Pressionado pelas entidades, o governo estadual decidiu rever as determinações impostas pela resolução. Na próxima segunda-feira, às 9 horas, uma comissão das entidades que representa as escolas de ensino especial discute com o Palácio Iguaçu os pontos da resolução considerados mais conflitantes. No dia 10, um novo encontro deve decidir se a resolução será revogada em definitivo, aprimorada ou modificada.
A decisão de suspender a resolução, mesmo que de forma temporária, foi tomada ontem depois de duas horas de negociação entre governo e manifestantes. ‘‘Acredito que na próxima semana chegaremos a um consenso’’, afirmou Alceni Guerra, chefe da Casa Civil. Os integrantes da comissão ficaram satisfeitos com a conversa. ‘‘Fomos muito bem recebidos. Tivemos um bom diálogo e no prazo de sete dias teremos a solução’’, contou o presidente da Federação das Associações de Pais e Amigos dos Excepcionais (Fedapaes), José Diniewicz.
As instituições querem que os alunos especiais maiores de 21 anos continuem sendo assistidos por professores especializados. Com a nova resolução, eles passariam a ser atendidos por instrutores, sem formação. O fato de a Secretaria de Educação assumir o pagamento dos professores, diminuindo a verba repassada às escolas também não agrada as instituições.

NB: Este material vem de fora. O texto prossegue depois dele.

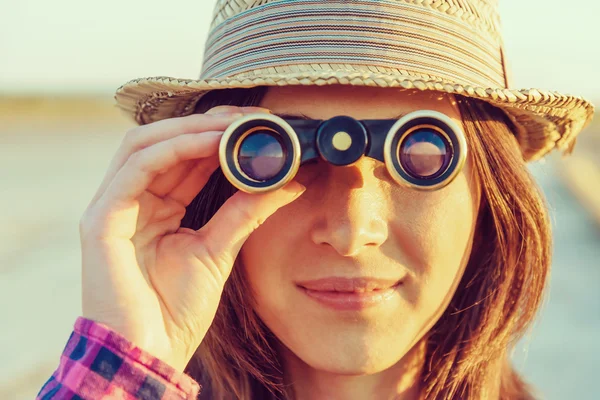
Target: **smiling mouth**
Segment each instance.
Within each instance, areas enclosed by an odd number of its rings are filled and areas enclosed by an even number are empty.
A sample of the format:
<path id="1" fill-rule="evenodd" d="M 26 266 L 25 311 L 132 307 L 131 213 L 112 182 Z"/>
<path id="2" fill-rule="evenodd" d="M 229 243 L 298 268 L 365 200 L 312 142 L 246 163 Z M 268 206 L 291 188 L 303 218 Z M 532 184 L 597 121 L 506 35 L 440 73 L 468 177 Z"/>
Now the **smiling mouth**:
<path id="1" fill-rule="evenodd" d="M 296 285 L 315 292 L 366 293 L 377 292 L 398 286 L 402 279 L 373 277 L 329 277 L 297 282 Z"/>

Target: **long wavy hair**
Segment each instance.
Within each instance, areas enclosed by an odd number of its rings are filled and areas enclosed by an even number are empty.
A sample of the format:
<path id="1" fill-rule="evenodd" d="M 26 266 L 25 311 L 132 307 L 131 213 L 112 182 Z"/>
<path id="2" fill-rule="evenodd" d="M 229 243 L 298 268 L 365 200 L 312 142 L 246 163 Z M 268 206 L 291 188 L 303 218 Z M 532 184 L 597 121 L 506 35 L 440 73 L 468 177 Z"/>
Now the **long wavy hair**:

‘‘Queremos que a antiga resolução (2615/96) seja mantida porque cede professores especializados para atender os alunos portadores de deficiência de qualquer idade, permitindo que os alunos mais comprometidos fiquem nas escolas por tempo integral’’, disse Diniewicz.

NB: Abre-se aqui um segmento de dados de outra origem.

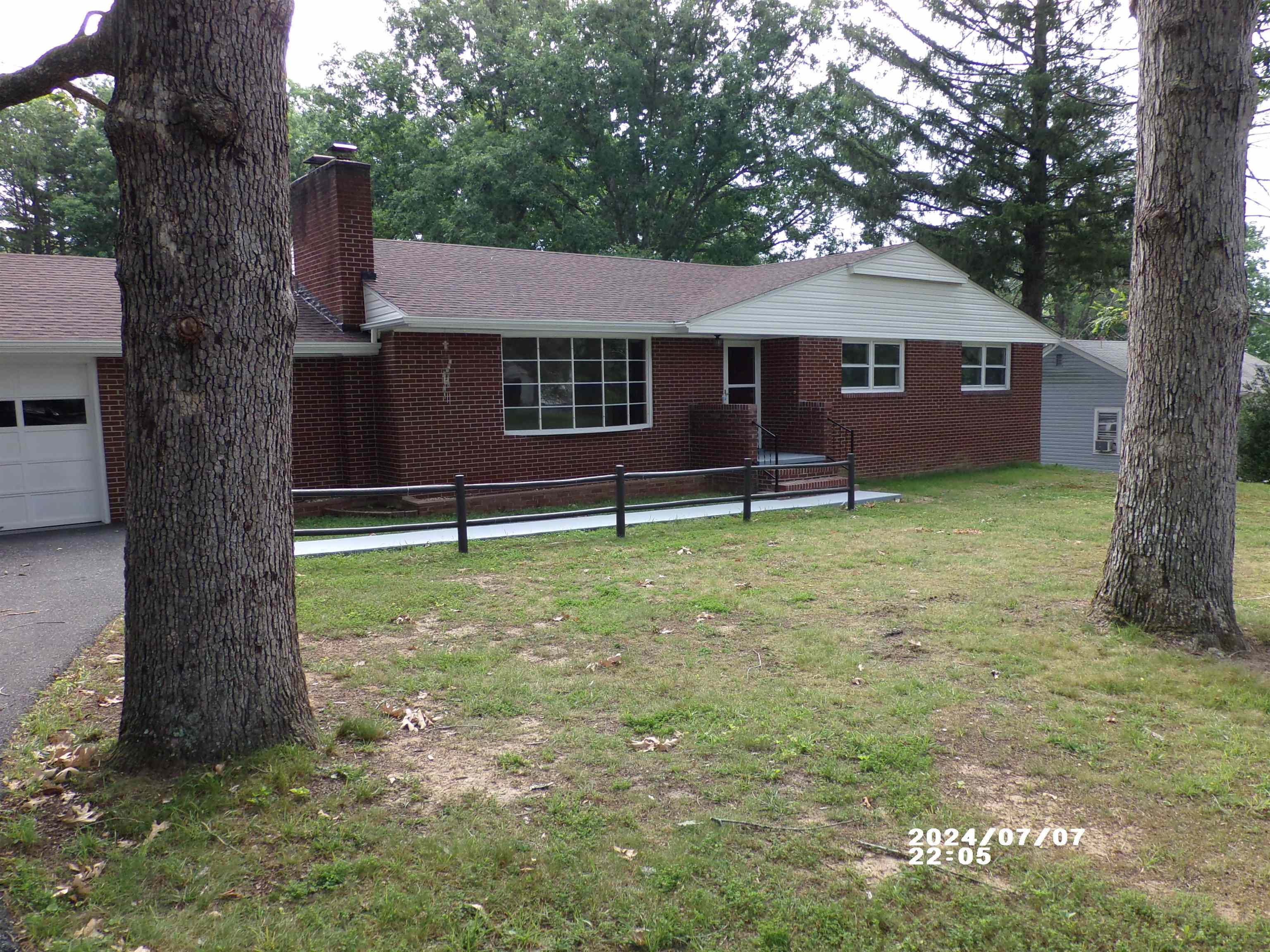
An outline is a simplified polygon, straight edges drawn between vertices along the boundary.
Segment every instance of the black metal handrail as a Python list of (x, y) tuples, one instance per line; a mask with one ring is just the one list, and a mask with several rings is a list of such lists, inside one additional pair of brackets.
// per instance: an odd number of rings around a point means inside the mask
[[(772, 459), (775, 459), (779, 463), (781, 461), (781, 438), (777, 437), (775, 433), (772, 433), (770, 429), (767, 429), (758, 420), (754, 420), (754, 425), (758, 426), (758, 432), (762, 433), (765, 437), (771, 437), (772, 438)], [(759, 439), (758, 442), (762, 443), (762, 439)], [(781, 491), (781, 471), (780, 471), (780, 468), (777, 468), (777, 470), (775, 470), (772, 472), (772, 491), (773, 493), (780, 493)]]
[[(780, 462), (780, 453), (776, 454), (775, 463), (756, 463), (753, 459), (747, 458), (743, 466), (718, 466), (712, 468), (704, 470), (665, 470), (660, 472), (626, 472), (625, 466), (615, 466), (612, 475), (606, 476), (582, 476), (566, 480), (526, 480), (525, 482), (467, 482), (462, 473), (455, 476), (453, 482), (448, 484), (429, 484), (424, 486), (378, 486), (378, 487), (357, 487), (357, 489), (295, 489), (291, 490), (291, 495), (296, 499), (312, 499), (312, 498), (328, 498), (338, 499), (340, 496), (368, 496), (368, 495), (405, 495), (403, 490), (408, 490), (409, 494), (422, 495), (423, 493), (453, 493), (455, 494), (455, 519), (450, 522), (423, 522), (423, 523), (398, 523), (389, 526), (342, 526), (342, 527), (328, 527), (328, 528), (315, 528), (315, 529), (296, 529), (295, 534), (297, 537), (302, 536), (352, 536), (359, 533), (392, 533), (392, 532), (411, 532), (415, 529), (457, 529), (458, 531), (458, 551), (467, 551), (467, 527), (469, 526), (499, 526), (499, 524), (512, 524), (519, 522), (541, 522), (545, 519), (554, 519), (561, 515), (608, 515), (616, 517), (615, 528), (617, 529), (618, 538), (626, 536), (626, 513), (627, 512), (646, 512), (653, 509), (677, 509), (687, 505), (707, 505), (718, 503), (740, 503), (742, 504), (742, 518), (749, 522), (751, 518), (751, 503), (754, 499), (786, 499), (795, 496), (815, 496), (823, 495), (822, 489), (801, 489), (801, 490), (789, 490), (782, 493), (780, 490), (780, 472), (781, 470), (809, 470), (809, 468), (828, 468), (828, 467), (847, 467), (847, 509), (856, 508), (856, 458), (855, 454), (848, 454), (846, 459), (827, 461), (823, 463), (782, 463)], [(776, 481), (776, 489), (772, 493), (754, 493), (754, 470), (762, 470), (773, 473)], [(706, 499), (679, 499), (671, 500), (668, 503), (636, 503), (634, 505), (627, 505), (626, 503), (626, 481), (627, 480), (641, 480), (641, 479), (674, 479), (683, 476), (714, 476), (714, 475), (742, 475), (742, 494), (740, 495), (728, 495), (728, 496), (710, 496)], [(577, 486), (591, 482), (612, 482), (613, 484), (613, 496), (615, 505), (610, 506), (593, 506), (589, 509), (565, 509), (551, 513), (521, 513), (516, 515), (494, 515), (485, 517), (480, 519), (467, 518), (467, 494), (472, 490), (491, 490), (491, 489), (542, 489), (546, 486)]]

A secretária de Educação Alcyone Saliba disse que a nova resolução garante uma série de avanços. Segundo ela, a partir do ano que vem todos os alunos teriam direito ao mesmo valor repassado pela secretaria. Hoje o dinheiro destinado às instituições varia de R$ 450,00 a R$ 3.800,00 por aluno. ‘‘Não é justo que pelo mesmo tipo de atendimento os alunos tenham direito a valores tão diferentes. O valor anual repassado à educação especial é de R$ 52 milhões este ano e será de R$ 72 milhões no ano que vem’’, conforme nota do governo.